The model is only as good as the field record behind it
A distribution model is an abstraction of copper, steel, and concrete that exists in the real world. The model is only as good as the records it’s built from: the GIS layers, the asset registries, the as-builts. When those records drift from field reality, the model inherits the error and presents it as fact.
The Electric Power Research Institute documented this years ago and it remains true. Utilities’ multi-billion-dollar smart grid investments have, in cases, failed to yield expected returns because their distribution-system data does not accurately represent what is actually in the field.¹ The investment was sound. The data underneath it wasn’t.
The point is uncomfortable but simple. A model can be mathematically perfect and still be wrong, because it’s faithfully computing on inputs that don’t match the poles and conductors they claim to describe.
What “wrong” actually looks like
This isn’t vague. The errors are specific and well-catalogued. The National Renewable Energy Laboratory has identified feeder-model development as the most error-prone stage of distribution analysis, with recurring problems including mislabeled phases, missing or incorrect conductor types, incorrect voltage-regulator settings, and load data that’s estimated rather than measured.²
Read that list again, because each item is a planning landmine:
• A mislabeled phase skews load-balancing and hosting-capacity analysis.
• A missing conductor type means thermal ratings and upgrade triggers are computed against the wrong physical limits.
• Incorrect regulator settings distort voltage modeling across an entire feeder.
• Estimated load carried as if it were measured quietly bakes uncertainty into every downstream number.
None of these are exotic. They’re the ordinary residue of decades of field work that updated the asset but never fully cascaded back into the system of record. The asset got upgraded, re-rated, or replaced, and the database didn’t always hear about it.
The cost compounds as it climbs
Here’s why this matters beyond the engineering team. The error doesn’t stay local. It moves up the planning stack.
Bad field data feeds the distribution model. The distribution model feeds the capital plan and the resource plan.

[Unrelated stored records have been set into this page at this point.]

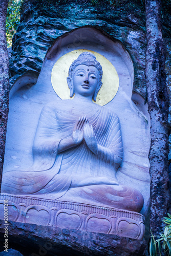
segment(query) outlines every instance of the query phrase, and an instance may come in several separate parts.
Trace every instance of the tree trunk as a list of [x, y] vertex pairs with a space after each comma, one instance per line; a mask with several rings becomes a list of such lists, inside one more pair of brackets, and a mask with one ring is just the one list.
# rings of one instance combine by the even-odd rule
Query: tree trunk
[[166, 84], [166, 52], [161, 33], [160, 0], [145, 0], [147, 47], [146, 83], [151, 117], [151, 229], [154, 235], [163, 231], [162, 219], [167, 215], [169, 198], [168, 114]]
[[0, 187], [4, 159], [9, 101], [9, 59], [5, 22], [8, 0], [0, 0]]

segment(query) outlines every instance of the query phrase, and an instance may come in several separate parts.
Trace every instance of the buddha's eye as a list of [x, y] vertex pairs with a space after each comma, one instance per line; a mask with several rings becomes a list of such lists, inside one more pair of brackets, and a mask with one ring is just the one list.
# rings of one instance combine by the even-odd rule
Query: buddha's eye
[[93, 79], [96, 79], [97, 80], [97, 78], [95, 76], [91, 76], [90, 77], [91, 78], [92, 78]]

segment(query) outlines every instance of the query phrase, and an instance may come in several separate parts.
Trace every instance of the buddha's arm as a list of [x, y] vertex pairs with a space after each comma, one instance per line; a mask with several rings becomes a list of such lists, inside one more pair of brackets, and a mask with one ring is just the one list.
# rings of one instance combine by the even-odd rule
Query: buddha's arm
[[83, 125], [86, 120], [86, 116], [79, 117], [76, 122], [71, 138], [62, 139], [58, 145], [58, 153], [62, 152], [73, 146], [79, 145], [83, 139]]
[[[114, 139], [112, 140], [112, 136], [111, 136], [112, 138], [110, 139], [112, 141], [109, 147], [97, 143], [92, 125], [89, 125], [88, 121], [84, 124], [84, 136], [87, 145], [94, 154], [106, 162], [110, 162], [112, 164], [115, 165], [117, 168], [122, 161], [123, 155], [122, 142], [119, 120], [116, 127], [117, 128], [116, 131], [115, 131], [116, 135], [115, 136], [113, 136]], [[104, 136], [104, 139], [106, 139], [106, 138], [105, 138], [105, 135]], [[109, 138], [108, 138], [108, 139]]]

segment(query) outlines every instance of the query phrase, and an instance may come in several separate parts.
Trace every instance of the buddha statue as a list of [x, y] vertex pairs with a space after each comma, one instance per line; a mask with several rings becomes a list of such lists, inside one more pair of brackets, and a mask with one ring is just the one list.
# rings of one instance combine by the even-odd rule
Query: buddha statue
[[83, 52], [73, 61], [67, 78], [73, 99], [43, 108], [33, 163], [3, 174], [2, 193], [141, 210], [141, 194], [116, 178], [123, 157], [119, 118], [92, 101], [102, 85], [102, 76], [92, 53]]

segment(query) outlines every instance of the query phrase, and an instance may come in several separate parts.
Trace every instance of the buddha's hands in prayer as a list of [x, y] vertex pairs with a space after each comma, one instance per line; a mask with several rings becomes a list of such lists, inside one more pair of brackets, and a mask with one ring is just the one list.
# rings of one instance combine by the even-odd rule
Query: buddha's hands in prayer
[[94, 154], [98, 152], [98, 145], [92, 125], [89, 125], [87, 119], [84, 125], [84, 138], [87, 145]]
[[78, 121], [77, 121], [74, 127], [72, 134], [72, 139], [75, 145], [80, 144], [83, 140], [83, 125], [87, 120], [86, 116], [83, 116], [81, 118], [79, 117]]

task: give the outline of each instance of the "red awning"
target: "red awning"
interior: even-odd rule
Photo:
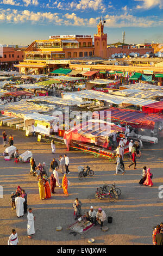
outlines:
[[[98,73],[99,71],[87,71],[85,73],[83,74],[83,76],[93,76],[93,75],[95,75],[95,74]]]
[[[105,116],[106,116],[107,111],[111,112],[112,122],[115,122],[115,120],[122,121],[137,128],[153,130],[155,123],[163,121],[163,116],[141,111],[111,108],[104,111]]]
[[[158,101],[158,102],[152,103],[148,105],[142,107],[143,111],[147,113],[163,113],[163,101]]]
[[[30,92],[26,90],[19,90],[17,92],[10,92],[5,94],[5,95],[13,96],[14,97],[17,97],[18,96],[32,96],[33,94]]]

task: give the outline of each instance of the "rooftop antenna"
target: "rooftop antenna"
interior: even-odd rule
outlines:
[[[125,31],[123,31],[123,32],[122,32],[123,44],[124,44],[125,39],[126,39],[126,33],[125,33]]]

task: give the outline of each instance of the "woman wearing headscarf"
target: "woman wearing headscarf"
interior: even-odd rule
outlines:
[[[42,181],[43,182],[43,187],[45,190],[45,198],[51,198],[51,188],[49,186],[49,184],[48,181],[48,178],[46,174],[43,175],[42,177]]]
[[[144,166],[142,170],[142,177],[139,181],[139,184],[143,185],[147,178],[147,167]]]
[[[152,181],[151,176],[152,175],[152,173],[150,173],[150,168],[147,169],[147,178],[145,181],[143,183],[143,185],[145,186],[149,186],[149,187],[152,187],[153,186],[153,182]]]
[[[55,143],[54,143],[54,139],[52,139],[52,141],[51,141],[51,147],[52,147],[52,154],[55,154]]]
[[[51,176],[51,191],[52,194],[56,193],[54,191],[55,187],[56,187],[56,179],[54,177],[53,173],[52,174]]]
[[[43,188],[43,181],[41,178],[39,179],[38,185],[39,188],[40,198],[41,200],[44,200],[45,199],[45,191]]]
[[[60,184],[59,183],[59,176],[58,176],[58,173],[57,170],[58,170],[58,168],[55,167],[55,170],[53,170],[53,173],[54,174],[54,177],[56,179],[56,186],[57,187],[60,187],[61,185],[60,185]]]
[[[68,197],[68,191],[67,191],[67,187],[68,187],[68,180],[66,176],[66,173],[64,174],[62,179],[62,187],[63,188],[63,191],[64,194],[66,194],[67,197]]]

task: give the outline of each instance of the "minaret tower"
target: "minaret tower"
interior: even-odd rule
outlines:
[[[97,25],[97,34],[94,34],[95,56],[107,58],[107,34],[104,33],[105,21],[99,20]]]

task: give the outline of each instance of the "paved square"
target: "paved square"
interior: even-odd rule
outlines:
[[[51,145],[37,142],[37,138],[26,137],[24,132],[11,130],[5,127],[8,137],[12,134],[14,145],[20,153],[31,150],[36,163],[45,162],[49,164],[52,155]],[[1,135],[3,129],[1,129]],[[0,152],[3,153],[2,136]],[[70,157],[70,170],[68,179],[71,182],[68,187],[69,197],[65,197],[61,188],[56,188],[57,193],[45,201],[40,200],[38,184],[35,177],[29,175],[30,164],[14,163],[13,159],[5,161],[0,157],[0,185],[4,190],[3,199],[0,199],[0,245],[7,245],[12,228],[16,229],[20,245],[88,245],[87,240],[94,238],[94,245],[152,245],[153,226],[163,222],[163,199],[158,197],[158,187],[163,185],[163,148],[162,142],[157,145],[144,144],[142,150],[142,157],[137,159],[137,170],[133,167],[129,169],[129,159],[124,159],[126,174],[114,175],[116,165],[108,160],[95,158],[90,154],[78,151],[66,151],[66,147],[56,147],[55,154],[58,159],[64,153]],[[88,164],[95,172],[95,176],[86,178],[83,181],[78,179],[78,167]],[[141,178],[143,166],[151,168],[153,174],[152,187],[145,187],[139,184]],[[60,168],[59,170],[60,171]],[[62,175],[60,173],[59,180]],[[106,182],[115,182],[122,190],[122,195],[118,201],[110,203],[108,200],[98,200],[95,198],[96,188]],[[18,185],[28,194],[28,208],[32,208],[34,216],[35,235],[29,239],[27,235],[27,214],[18,218],[16,211],[12,210],[10,194],[15,191]],[[109,227],[106,232],[103,232],[97,225],[83,236],[70,235],[67,227],[74,222],[72,204],[78,197],[82,203],[84,213],[93,205],[95,209],[100,206],[105,211],[107,216],[113,217],[111,224],[105,224]],[[62,227],[61,231],[55,230],[59,225]]]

The capital plan feeds the rate case and the wildfire mitigation filing. By the time the number reaches a regulator, the original field discrepancy has been laundered through three layers of analysis and now wears the authority of a planning document.

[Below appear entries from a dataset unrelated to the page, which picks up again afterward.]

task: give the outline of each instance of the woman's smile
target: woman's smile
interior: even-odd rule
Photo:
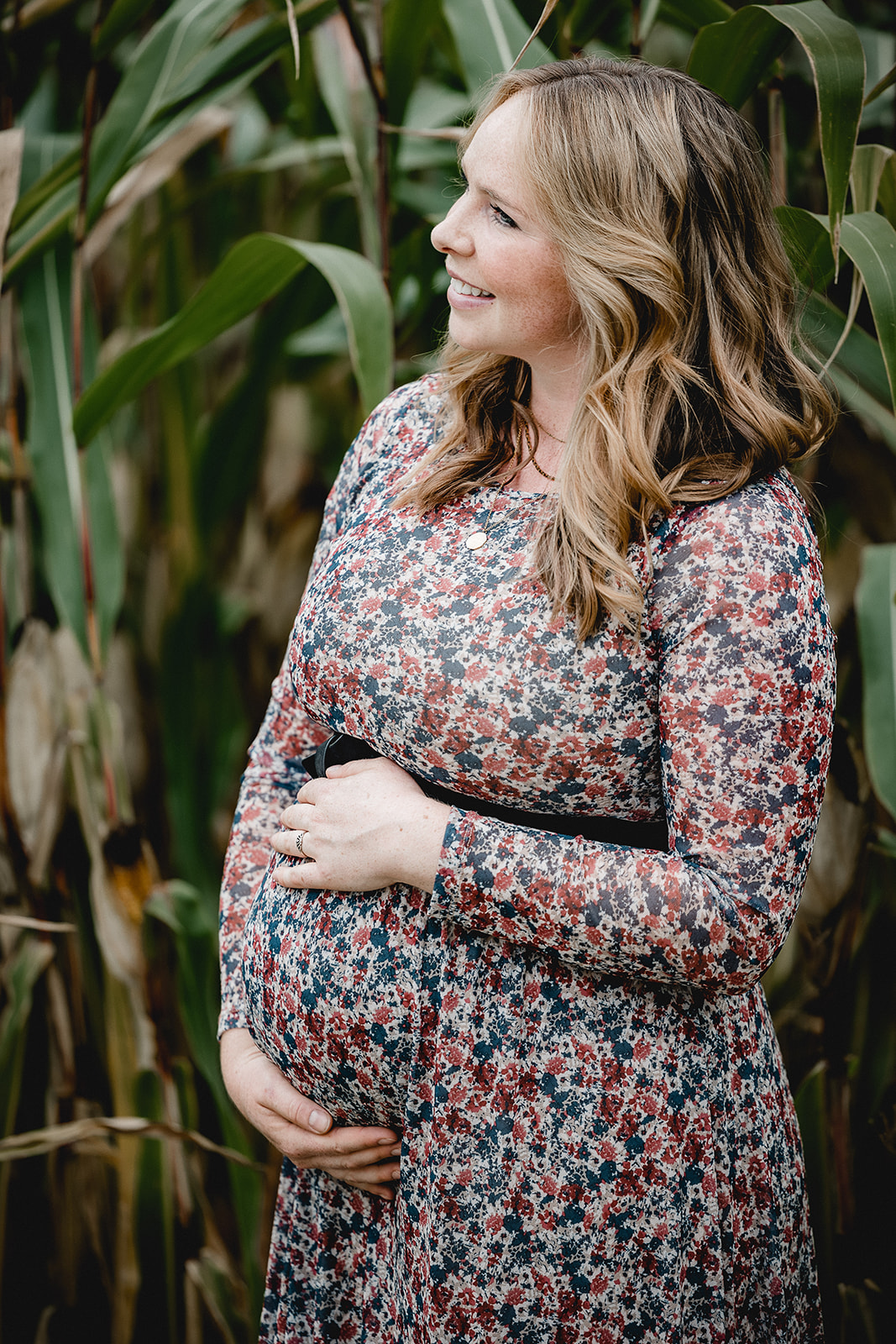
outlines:
[[[527,113],[527,97],[516,95],[485,118],[463,155],[466,190],[433,230],[433,246],[446,254],[458,345],[525,360],[536,374],[568,370],[580,351],[560,249],[519,167]]]

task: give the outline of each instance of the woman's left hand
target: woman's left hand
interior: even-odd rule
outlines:
[[[274,876],[285,887],[322,891],[377,891],[396,882],[431,891],[449,813],[392,761],[330,766],[281,814],[274,849],[305,862]]]

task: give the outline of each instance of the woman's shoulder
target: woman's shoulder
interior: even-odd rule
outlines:
[[[786,470],[723,499],[674,508],[650,542],[654,625],[684,630],[735,607],[758,624],[794,612],[814,612],[826,622],[818,543]]]
[[[653,531],[654,567],[700,564],[805,569],[818,562],[806,503],[790,472],[772,472],[717,500],[680,504]]]
[[[402,426],[412,429],[416,425],[431,427],[442,411],[442,405],[438,374],[426,374],[412,383],[402,383],[384,396],[372,411],[368,425],[375,425],[379,430],[395,430]]]

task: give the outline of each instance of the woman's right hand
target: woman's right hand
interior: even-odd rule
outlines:
[[[302,1097],[265,1055],[246,1027],[220,1038],[220,1068],[232,1102],[250,1125],[296,1167],[316,1167],[347,1185],[394,1199],[400,1138],[392,1129],[333,1126],[333,1118]]]

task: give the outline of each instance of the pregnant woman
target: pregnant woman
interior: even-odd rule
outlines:
[[[759,978],[829,754],[787,464],[832,409],[762,159],[583,59],[506,75],[462,168],[441,371],[345,458],[227,855],[262,1339],[817,1344]]]

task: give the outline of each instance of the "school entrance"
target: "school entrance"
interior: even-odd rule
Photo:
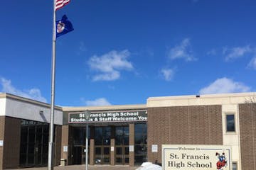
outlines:
[[[146,110],[95,112],[88,123],[82,122],[82,114],[69,113],[68,164],[85,163],[86,123],[90,164],[134,166],[146,161]]]

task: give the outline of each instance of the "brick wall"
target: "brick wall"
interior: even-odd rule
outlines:
[[[256,103],[239,105],[241,163],[256,169]]]
[[[0,140],[4,140],[5,116],[0,116]],[[3,169],[4,147],[0,146],[0,170]]]
[[[21,120],[5,116],[3,169],[19,166]]]
[[[148,160],[161,162],[161,144],[223,144],[221,106],[148,108]],[[151,145],[158,152],[151,152]]]
[[[55,166],[60,164],[62,127],[55,125]]]

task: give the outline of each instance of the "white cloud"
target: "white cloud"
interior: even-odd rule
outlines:
[[[174,71],[171,69],[162,69],[161,73],[166,81],[171,81],[174,76]]]
[[[186,62],[196,60],[193,56],[192,52],[189,50],[191,47],[190,40],[184,39],[178,45],[171,48],[167,52],[167,56],[171,60],[184,59]]]
[[[112,81],[120,77],[120,70],[132,70],[132,64],[127,58],[130,55],[128,50],[111,51],[102,56],[92,56],[88,62],[90,68],[98,74],[93,81]]]
[[[223,53],[225,56],[225,60],[230,61],[236,58],[242,57],[246,54],[250,53],[252,51],[252,49],[249,45],[247,45],[245,47],[236,47],[233,48],[224,47]]]
[[[235,92],[250,91],[250,88],[242,83],[235,82],[232,79],[223,77],[216,79],[208,86],[204,87],[199,91],[201,94],[225,94]]]
[[[208,55],[217,55],[217,51],[215,49],[212,49],[210,51],[207,52]]]
[[[85,52],[87,50],[85,42],[83,41],[81,41],[80,42],[79,50],[82,52]]]
[[[256,69],[256,57],[253,57],[251,61],[250,62],[248,66],[250,67],[253,68],[254,69]]]
[[[24,98],[47,103],[47,100],[42,96],[41,91],[38,89],[33,88],[29,90],[21,91],[13,86],[11,80],[7,80],[3,77],[0,78],[0,83],[2,86],[1,91],[4,93],[9,93]]]
[[[86,106],[110,106],[111,103],[105,98],[97,98],[95,101],[85,101],[85,99],[81,99]]]

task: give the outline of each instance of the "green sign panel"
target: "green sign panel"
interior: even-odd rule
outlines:
[[[146,121],[146,110],[92,112],[88,123]],[[69,123],[87,123],[84,113],[70,113]]]

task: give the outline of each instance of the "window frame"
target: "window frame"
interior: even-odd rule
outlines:
[[[228,115],[233,115],[234,116],[234,131],[228,131]],[[227,134],[236,134],[237,133],[237,121],[236,121],[236,114],[235,113],[225,113],[225,130]]]

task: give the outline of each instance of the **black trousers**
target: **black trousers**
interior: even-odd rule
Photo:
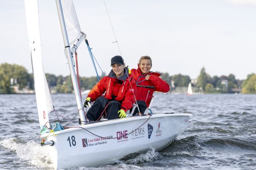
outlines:
[[[146,104],[146,102],[143,100],[137,100],[137,104],[138,104],[138,108],[140,109],[140,111],[141,111],[141,113],[142,114],[144,114],[144,112],[145,111],[147,107]],[[135,109],[134,109],[134,112],[133,113],[133,116],[135,116],[137,113],[138,113],[138,107],[136,107]]]
[[[116,100],[110,101],[102,96],[95,100],[91,107],[87,111],[86,114],[87,118],[92,121],[99,120],[102,113],[109,102],[109,104],[105,109],[106,112],[103,112],[103,116],[106,116],[106,118],[109,120],[118,119],[118,112],[121,109],[121,103]]]

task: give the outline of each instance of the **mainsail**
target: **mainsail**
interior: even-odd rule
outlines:
[[[72,0],[61,0],[69,45],[76,42],[81,36],[81,29]]]
[[[46,130],[45,126],[50,127],[48,114],[53,108],[42,64],[37,1],[25,0],[25,7],[39,123],[41,129]]]

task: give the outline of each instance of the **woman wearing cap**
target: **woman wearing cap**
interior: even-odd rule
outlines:
[[[143,56],[140,59],[138,69],[133,69],[131,70],[131,74],[137,84],[137,103],[142,114],[149,107],[154,91],[166,93],[170,90],[167,82],[159,77],[160,74],[150,71],[151,67],[152,61],[150,57]],[[138,112],[136,109],[133,115]]]
[[[108,119],[125,117],[125,112],[135,102],[136,83],[129,74],[122,57],[112,58],[110,74],[94,86],[84,101],[86,107],[88,102],[95,101],[86,115],[90,121],[99,120],[102,116]]]

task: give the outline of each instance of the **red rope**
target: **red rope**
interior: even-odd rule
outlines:
[[[79,89],[79,93],[80,94],[80,97],[82,100],[82,95],[81,94],[81,88],[80,87],[80,81],[79,80],[79,74],[78,70],[78,61],[77,60],[77,53],[76,51],[75,52],[76,54],[76,77],[77,78],[77,83],[78,83],[78,87]]]

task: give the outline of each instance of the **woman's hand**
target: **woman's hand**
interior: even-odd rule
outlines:
[[[149,80],[149,79],[150,76],[150,74],[148,74],[146,75],[146,76],[145,78],[145,79],[146,79],[146,80]]]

That’s not a small exposure given the dollars in motion. Industry grid-modernization spending ran to roughly $36.4 billion between 2018 and 2023, growing at a 37% compound annual rate.³ When the data foundation under that spend is unverified, a meaningful fraction of it is being allocated against a picture of the grid that’s partly fictional.

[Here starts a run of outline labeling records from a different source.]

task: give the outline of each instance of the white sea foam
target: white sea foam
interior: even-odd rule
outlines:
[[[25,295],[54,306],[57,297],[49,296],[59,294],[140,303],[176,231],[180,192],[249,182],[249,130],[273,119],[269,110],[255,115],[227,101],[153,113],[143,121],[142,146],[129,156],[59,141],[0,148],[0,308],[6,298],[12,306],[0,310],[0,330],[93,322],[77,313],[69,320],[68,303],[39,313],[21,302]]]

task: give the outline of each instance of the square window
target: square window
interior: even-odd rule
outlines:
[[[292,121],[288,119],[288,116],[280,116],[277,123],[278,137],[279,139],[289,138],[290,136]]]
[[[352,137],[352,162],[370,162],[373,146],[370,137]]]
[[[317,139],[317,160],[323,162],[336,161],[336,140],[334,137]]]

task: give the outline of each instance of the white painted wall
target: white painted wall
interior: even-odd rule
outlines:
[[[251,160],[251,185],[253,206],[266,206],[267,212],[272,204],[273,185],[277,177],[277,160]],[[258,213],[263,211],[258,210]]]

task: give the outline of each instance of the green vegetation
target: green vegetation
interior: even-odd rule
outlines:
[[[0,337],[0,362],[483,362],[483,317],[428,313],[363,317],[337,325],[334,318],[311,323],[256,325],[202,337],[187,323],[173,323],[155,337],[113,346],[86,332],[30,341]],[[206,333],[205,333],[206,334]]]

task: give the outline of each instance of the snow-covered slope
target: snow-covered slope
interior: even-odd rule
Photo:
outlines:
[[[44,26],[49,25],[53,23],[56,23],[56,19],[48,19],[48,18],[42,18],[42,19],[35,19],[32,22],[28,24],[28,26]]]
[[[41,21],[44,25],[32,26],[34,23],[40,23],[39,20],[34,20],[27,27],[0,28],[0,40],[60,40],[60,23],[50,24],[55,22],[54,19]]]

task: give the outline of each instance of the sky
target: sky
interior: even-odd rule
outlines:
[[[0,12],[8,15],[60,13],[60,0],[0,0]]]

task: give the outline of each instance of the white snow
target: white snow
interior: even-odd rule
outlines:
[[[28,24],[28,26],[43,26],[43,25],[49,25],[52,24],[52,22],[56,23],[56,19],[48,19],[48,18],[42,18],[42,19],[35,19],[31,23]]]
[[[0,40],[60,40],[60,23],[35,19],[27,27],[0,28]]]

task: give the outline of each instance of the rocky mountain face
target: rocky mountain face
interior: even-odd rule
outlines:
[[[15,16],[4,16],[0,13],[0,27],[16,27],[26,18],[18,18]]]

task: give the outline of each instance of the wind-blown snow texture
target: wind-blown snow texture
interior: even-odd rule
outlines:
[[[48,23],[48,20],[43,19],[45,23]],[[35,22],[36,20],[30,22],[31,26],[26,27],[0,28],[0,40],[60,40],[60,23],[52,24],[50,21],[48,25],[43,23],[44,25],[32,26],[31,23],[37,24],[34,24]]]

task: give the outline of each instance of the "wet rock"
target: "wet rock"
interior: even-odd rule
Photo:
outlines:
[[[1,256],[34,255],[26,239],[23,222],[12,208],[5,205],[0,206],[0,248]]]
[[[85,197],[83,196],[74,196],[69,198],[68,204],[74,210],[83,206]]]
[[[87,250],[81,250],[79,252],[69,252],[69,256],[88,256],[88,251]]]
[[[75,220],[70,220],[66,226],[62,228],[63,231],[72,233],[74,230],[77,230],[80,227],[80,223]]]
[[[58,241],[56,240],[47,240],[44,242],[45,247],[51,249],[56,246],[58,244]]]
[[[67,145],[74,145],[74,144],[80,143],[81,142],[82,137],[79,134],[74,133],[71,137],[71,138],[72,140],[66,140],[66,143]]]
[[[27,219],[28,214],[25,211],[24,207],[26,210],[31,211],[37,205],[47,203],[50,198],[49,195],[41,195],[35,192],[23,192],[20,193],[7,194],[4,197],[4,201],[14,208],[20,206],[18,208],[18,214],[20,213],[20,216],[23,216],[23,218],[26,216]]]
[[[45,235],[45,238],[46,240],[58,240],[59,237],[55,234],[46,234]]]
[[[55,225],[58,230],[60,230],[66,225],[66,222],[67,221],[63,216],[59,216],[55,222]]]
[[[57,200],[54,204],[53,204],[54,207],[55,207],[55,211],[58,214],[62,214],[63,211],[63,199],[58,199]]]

And there’s a hard compliance edge to it. Under NERC’s facility-ratings standard, discrepancies between documented ratings and actual field conditions create direct violation exposure, with statutory penalties of up to $1 million per day, per violation under the Federal Power Act.⁴ A stale asset record isn’t just a planning inconvenience at that point. It’s a regulatory liability sitting in your database waiting to be found.
Ground truth, then anything else
The fix isn’t a better model. It’s better inputs. And there’s only one way to get them. Someone who knows the asset has to go look at it, in the field, and verify the record against reality.
That’s the whole premise of field-verified data: an inspection performed by people who’ve worked the assets they’re inspecting, with findings that trace cleanly back to a specific structure and a specific condition. Not a model’s best guess. Not a desktop estimate. The ground truth, captured once, correctly, and carried through to closeout.
It’s the unglamorous part of the work, and it’s the part everything else depends on. You can’t optimize a plan built on inputs you haven’t verified. You can only compound their error and hope the regulator doesn’t notice. Lately, regulators are noticing.
The sequence matters. Ground truth comes first. Then the model. Then the plan. Then the dollars. Run it in that order and the spend is defensible all the way down. Run it backward, model first and verify never, and you’re betting a capital program on a database nobody has checked against the field.
Which raises the question worth sitting with: when was the last time the data under your largest planned investment was actually verified against the asset it describes, rather than modeled or estimated?
Notes
1. Electric Power Research Institute, Report 1024303 (2012).
2. National Renewable Energy Laboratory / IREC, data-validation methodology for Hosting Capacity Analyses (2022).
3. Wood Mackenzie, U.S. grid modernization spending, 2018–2023 (approximately $36.4B; 37% CAGR).
4. NERC Reliability Standard FAC-008-5; penalty authority under Federal Power Act §215 (up to $1,000,000 per day, per violation).